In the map view, I organize volunteers using a People prototype on the left side, and projects using another prototype on the right side. I then draw lines to connect volunteers with the projects they've chosen to work on.

Next I create a rule within the prototype to color people and projects based on the number of incoming or outgoing connections. I want people to be colored on a spectrum from blue to green to red, where blue means available, green means fully tasked, and red means overloaded. Conversely, projects are colored so that blue means unstaffed, green is fully staffed, and red is overstaffed.

Now I can glimpse at the board to see where attention is needed, who is likely to burn-out, which projects are being neglected, etc. I can also use agents to summarize the hot spots, and suggest possible volunteer/project pairings based on need and availability.
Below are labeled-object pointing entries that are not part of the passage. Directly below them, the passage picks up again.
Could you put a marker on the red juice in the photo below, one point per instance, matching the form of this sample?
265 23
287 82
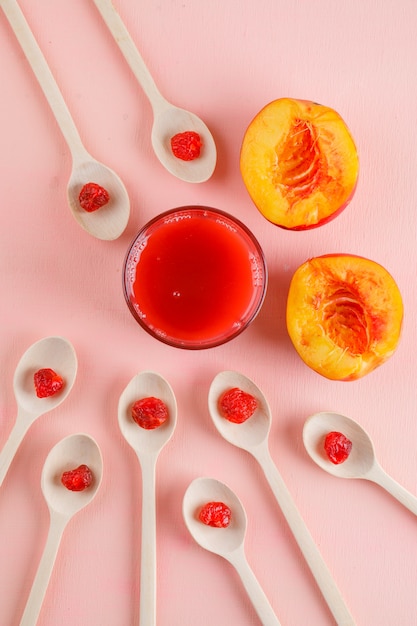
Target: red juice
194 277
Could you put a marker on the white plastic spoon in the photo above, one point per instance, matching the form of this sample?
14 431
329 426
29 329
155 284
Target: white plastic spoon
226 542
168 119
52 352
147 444
63 504
109 221
361 462
252 436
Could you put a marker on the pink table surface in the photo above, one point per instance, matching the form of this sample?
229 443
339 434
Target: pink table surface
225 63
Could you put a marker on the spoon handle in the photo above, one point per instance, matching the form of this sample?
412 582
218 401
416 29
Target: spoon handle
129 51
147 606
12 444
44 75
40 583
379 476
305 541
253 589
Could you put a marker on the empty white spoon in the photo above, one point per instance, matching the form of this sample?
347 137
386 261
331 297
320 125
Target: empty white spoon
63 504
109 221
55 353
226 542
252 436
147 444
361 462
168 119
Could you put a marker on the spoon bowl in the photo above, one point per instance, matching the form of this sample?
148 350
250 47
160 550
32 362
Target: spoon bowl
168 119
362 457
68 454
201 491
361 462
252 436
53 352
63 504
147 444
226 542
110 221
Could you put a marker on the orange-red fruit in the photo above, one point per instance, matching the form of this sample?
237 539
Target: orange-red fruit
299 163
344 315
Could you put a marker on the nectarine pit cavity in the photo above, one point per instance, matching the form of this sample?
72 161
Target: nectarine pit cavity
302 167
346 321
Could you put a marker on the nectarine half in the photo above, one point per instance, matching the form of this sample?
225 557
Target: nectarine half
344 315
299 163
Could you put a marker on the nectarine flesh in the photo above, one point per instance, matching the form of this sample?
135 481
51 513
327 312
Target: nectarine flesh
344 315
299 163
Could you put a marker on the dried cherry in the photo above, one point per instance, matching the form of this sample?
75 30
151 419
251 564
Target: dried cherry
149 412
186 146
93 197
77 479
237 405
337 447
216 514
47 382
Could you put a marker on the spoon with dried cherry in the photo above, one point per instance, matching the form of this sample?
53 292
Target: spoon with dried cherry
104 219
147 415
169 121
53 354
78 455
251 434
361 461
227 542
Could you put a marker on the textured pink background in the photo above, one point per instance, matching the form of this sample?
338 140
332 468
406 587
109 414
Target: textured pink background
225 63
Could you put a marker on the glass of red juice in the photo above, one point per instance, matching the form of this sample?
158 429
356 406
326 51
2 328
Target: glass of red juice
194 277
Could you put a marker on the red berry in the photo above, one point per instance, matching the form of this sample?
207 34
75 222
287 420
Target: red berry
77 479
216 514
93 197
237 406
149 412
337 447
47 382
186 146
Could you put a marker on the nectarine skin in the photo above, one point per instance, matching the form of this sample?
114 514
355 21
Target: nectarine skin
299 163
344 315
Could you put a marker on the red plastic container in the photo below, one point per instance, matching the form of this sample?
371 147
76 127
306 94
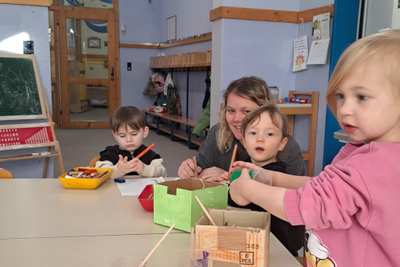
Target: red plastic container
144 200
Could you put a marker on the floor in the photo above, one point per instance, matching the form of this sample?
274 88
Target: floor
79 146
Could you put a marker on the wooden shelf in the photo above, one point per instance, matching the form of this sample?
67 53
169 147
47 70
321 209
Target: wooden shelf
191 139
198 65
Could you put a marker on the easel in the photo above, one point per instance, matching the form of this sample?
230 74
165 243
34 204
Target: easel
31 135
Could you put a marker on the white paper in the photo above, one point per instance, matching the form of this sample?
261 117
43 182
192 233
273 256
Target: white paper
133 187
320 44
318 52
300 53
321 26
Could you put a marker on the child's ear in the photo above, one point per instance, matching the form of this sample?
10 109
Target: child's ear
283 144
145 131
244 142
114 134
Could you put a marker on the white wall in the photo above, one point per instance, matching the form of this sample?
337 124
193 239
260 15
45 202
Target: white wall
33 23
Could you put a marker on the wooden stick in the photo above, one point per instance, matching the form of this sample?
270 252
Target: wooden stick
192 244
195 167
144 151
233 159
158 244
205 211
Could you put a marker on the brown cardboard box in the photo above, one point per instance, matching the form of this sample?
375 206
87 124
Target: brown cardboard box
243 242
197 58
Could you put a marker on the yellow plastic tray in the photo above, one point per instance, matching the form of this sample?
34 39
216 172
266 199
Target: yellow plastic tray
82 183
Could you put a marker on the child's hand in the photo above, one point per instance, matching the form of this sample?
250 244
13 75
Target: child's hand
137 166
237 188
224 178
247 165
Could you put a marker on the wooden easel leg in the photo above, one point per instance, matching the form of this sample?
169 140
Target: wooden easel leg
60 161
46 164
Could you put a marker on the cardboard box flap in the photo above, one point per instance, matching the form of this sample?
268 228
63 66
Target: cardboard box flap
191 184
239 218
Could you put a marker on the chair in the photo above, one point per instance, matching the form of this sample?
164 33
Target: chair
5 174
93 161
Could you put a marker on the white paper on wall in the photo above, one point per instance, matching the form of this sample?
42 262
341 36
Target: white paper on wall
300 53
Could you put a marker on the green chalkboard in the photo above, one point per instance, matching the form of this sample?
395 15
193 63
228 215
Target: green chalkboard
20 89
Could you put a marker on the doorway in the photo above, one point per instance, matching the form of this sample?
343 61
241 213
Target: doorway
86 82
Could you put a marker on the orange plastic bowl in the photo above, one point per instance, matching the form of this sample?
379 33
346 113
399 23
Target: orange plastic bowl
146 203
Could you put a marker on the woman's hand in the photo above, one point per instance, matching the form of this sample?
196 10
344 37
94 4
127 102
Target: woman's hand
186 170
211 174
248 165
237 188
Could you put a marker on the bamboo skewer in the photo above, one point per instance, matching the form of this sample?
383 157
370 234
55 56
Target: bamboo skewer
205 211
195 167
192 244
158 244
233 159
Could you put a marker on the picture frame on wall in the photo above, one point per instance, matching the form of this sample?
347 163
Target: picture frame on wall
94 42
171 28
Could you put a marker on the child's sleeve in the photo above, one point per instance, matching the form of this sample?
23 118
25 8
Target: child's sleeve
330 199
154 169
108 164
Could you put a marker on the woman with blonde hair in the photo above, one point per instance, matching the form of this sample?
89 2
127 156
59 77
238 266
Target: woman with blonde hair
241 97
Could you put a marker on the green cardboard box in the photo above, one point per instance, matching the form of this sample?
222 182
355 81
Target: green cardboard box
175 202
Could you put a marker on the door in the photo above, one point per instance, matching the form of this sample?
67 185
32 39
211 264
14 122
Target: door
87 48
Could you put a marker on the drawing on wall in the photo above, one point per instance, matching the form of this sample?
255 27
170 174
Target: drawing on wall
94 42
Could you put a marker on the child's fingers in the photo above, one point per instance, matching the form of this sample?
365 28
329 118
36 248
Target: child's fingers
247 165
120 158
245 174
190 164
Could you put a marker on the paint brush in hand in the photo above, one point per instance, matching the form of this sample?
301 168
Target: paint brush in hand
233 159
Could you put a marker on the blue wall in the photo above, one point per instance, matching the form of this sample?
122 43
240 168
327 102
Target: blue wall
344 33
265 49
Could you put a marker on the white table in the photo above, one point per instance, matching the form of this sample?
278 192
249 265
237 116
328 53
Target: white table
44 224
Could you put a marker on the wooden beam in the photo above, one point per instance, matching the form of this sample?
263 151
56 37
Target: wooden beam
139 46
27 2
88 81
307 15
253 14
184 42
225 12
189 41
83 12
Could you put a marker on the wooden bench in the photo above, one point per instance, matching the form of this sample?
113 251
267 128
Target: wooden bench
171 131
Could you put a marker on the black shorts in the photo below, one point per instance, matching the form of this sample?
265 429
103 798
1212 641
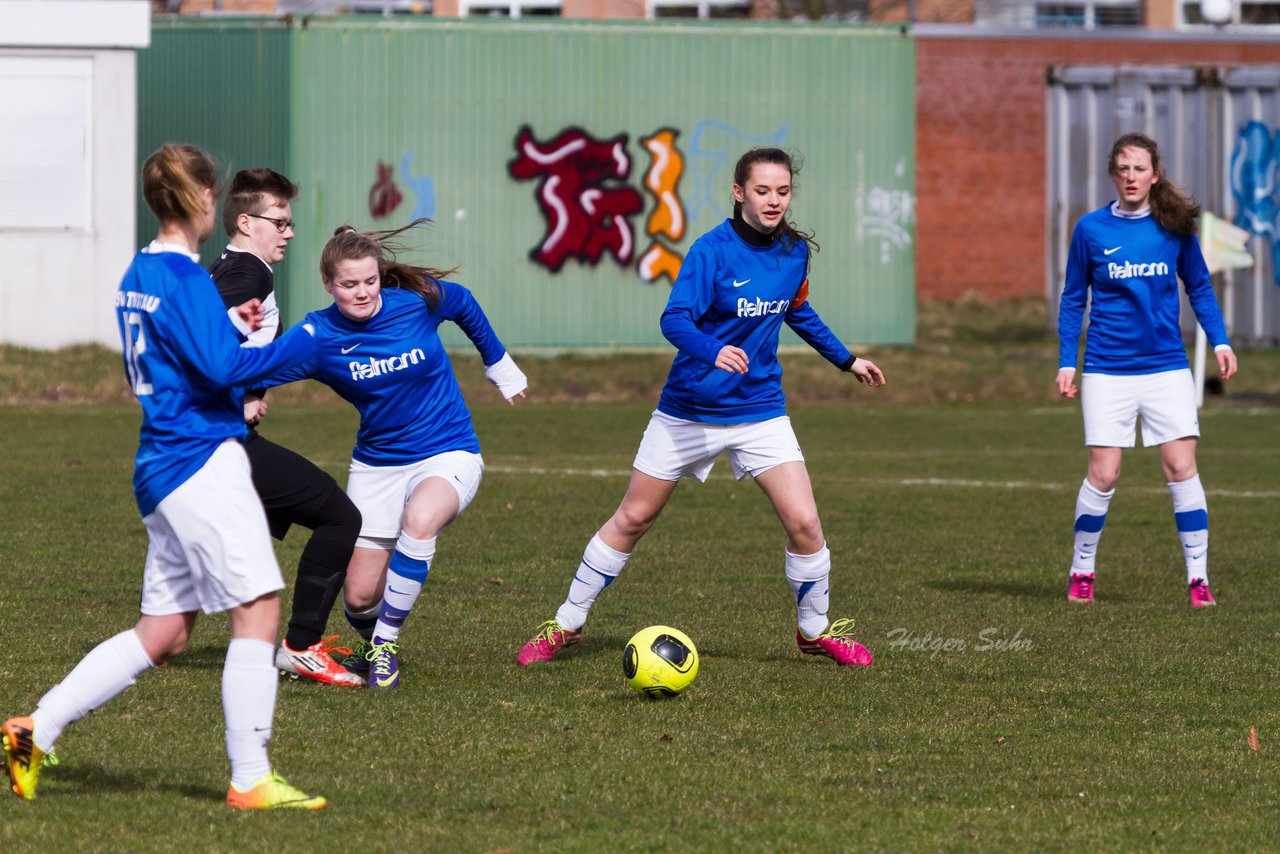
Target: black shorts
292 488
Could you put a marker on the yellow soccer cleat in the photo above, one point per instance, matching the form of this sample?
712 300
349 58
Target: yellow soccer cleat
22 758
273 793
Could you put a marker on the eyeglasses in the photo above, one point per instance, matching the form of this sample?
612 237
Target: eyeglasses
280 224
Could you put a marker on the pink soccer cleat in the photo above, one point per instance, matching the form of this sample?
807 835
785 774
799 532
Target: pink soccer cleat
1080 589
548 643
1200 596
836 644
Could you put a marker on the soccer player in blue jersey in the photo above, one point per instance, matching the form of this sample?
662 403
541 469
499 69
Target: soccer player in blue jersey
209 546
1129 256
739 283
416 464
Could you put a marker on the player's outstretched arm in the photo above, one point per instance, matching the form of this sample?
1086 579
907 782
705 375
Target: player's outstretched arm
1066 382
1226 361
867 371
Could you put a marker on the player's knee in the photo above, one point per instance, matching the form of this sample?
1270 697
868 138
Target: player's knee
805 533
339 517
634 521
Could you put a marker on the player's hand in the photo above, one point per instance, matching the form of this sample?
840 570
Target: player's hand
255 410
1066 382
732 360
1226 362
251 313
865 371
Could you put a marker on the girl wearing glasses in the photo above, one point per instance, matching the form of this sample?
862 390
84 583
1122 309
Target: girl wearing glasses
416 464
259 218
209 546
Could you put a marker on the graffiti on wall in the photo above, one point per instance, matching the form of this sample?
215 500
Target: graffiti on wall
1255 170
885 214
588 204
583 195
384 196
584 191
667 220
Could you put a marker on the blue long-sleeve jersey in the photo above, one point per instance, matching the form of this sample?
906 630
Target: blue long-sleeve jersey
1132 266
730 292
184 361
394 370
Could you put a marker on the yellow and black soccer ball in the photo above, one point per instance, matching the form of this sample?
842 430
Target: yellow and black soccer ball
659 661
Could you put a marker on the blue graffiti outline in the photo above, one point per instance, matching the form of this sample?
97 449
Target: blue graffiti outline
705 163
1255 163
423 187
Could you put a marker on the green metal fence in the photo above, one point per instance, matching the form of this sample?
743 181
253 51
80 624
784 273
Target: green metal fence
567 165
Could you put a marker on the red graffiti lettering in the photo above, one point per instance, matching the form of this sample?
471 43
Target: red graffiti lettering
585 208
384 195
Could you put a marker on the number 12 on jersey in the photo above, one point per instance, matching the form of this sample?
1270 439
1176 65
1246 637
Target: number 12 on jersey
135 348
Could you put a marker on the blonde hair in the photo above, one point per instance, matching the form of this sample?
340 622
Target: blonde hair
173 182
350 245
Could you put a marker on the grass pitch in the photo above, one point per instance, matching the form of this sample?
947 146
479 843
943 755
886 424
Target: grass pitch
996 717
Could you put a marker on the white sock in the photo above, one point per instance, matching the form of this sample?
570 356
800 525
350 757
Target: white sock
1091 515
1191 514
248 706
110 667
405 579
599 566
364 621
809 576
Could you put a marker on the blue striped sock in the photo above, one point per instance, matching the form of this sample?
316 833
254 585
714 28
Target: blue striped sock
405 579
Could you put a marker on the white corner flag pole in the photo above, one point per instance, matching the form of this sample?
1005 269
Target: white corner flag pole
1198 365
1225 247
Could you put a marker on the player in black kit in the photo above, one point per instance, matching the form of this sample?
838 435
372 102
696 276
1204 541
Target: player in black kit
259 218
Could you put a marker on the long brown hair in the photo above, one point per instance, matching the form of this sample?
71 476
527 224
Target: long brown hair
350 245
743 170
173 181
1170 205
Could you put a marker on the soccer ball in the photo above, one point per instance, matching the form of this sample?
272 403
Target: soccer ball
659 661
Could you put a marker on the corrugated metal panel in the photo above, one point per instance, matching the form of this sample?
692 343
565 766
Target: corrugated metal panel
438 105
223 85
1197 115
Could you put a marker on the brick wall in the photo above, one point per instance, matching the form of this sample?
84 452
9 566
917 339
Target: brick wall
981 135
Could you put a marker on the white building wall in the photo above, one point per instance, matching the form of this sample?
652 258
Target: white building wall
56 282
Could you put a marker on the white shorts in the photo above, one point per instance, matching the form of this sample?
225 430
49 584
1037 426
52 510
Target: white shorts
1111 403
210 549
673 448
382 492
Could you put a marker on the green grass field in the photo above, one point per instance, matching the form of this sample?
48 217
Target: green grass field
997 716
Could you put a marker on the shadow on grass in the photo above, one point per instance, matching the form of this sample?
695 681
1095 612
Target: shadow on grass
1027 589
81 779
209 656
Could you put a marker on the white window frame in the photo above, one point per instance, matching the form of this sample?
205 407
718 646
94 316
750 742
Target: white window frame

Or I could add metadata to indicate strenths and interests (as lists), which would make the suggested pairings even more intelligent.


The final piece of the puzzle is that your data can transparently mutate and evolve, based on all the above. This is where rules really come into play, so that data can change in response to additions and changes elsewhere in your "note space".

This aspect of Tinderbox is the least visual, and the most programming-oriented, and is an area I think few venture into. Yet it is also the most enabling capability of the app, since it can free one from rote manipulations that become impossible beyond a few hundred notes.

Finally, all these areas of the application fit together fairly seamlessly, so that it can be hard to see that in fact there are multiple tools available within this tool.